I'll try to do my best with that. First, I want to clarify that when I was 12 years old, I took the opportunity of going to a boarding school. So in effect I was running away from home then. I did run back home from the city after school. I just returned to my community in 1998 only to find that, of course, the violence and abuse were still there. I say that just for clarification.
I think that when I experienced being thrown out of my home with my son.... I work in the community. I know the resources. I worked at social services. I'm in the addictions field. But it was such a crisis that you don't think readily or clearly. Outreach would have been helpful. I think I had one or two people out of the entire community ask me what really happened. Again, it was like a silent crisis for years.
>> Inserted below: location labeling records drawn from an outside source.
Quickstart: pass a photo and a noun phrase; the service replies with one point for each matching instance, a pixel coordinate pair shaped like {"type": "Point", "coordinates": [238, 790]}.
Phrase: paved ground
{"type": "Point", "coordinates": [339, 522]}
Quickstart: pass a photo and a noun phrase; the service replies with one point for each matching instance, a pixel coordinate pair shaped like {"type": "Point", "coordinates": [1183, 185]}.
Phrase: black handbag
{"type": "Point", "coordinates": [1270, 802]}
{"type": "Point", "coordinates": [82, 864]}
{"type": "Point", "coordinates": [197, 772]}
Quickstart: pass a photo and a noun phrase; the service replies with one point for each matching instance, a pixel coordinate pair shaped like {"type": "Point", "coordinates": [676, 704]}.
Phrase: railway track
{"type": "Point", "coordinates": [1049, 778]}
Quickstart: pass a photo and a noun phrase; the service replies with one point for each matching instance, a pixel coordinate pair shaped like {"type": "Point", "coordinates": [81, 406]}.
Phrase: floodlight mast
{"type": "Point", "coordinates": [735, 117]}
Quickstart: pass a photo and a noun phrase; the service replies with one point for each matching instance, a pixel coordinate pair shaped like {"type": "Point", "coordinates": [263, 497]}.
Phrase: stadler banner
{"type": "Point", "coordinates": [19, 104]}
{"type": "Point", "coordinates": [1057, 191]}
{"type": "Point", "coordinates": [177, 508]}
You can have safety plans. I think safety plans keep you physically alive. But you don't feel safe for a long time until you do the work of making sure that all precautions are taken. You then start to build on that experience of feeling safe. Nonetheless, that sense of safety still isn't there; I still feel unsafe at times because I run into certain individuals, and continue to deal with obscene gestures and remarks and those sorts of things.
They were helpful to me at the shelter. God bless them. They're so busy and so alert 24/7 in dealing with crises. I'm so glad that they were there for me when I needed them. But I knew about them. So I'm not so sure if any person going through a crisis would readily think of those things. I think the outreach is absolutely needed and some type of coordination team or something like that when situations happen. People knew that happened to me; they knew that when I was thrown out of the house and the door was locked, nobody came. I tried calling and all sorts of stuff. The police said their hands were tied.
People know what's happening but they don't know how to deal with it. It's as if we live in a community that's paralyzed, because we're in crisis and we deal with a lot of issues all the time. Sometimes things are normalized.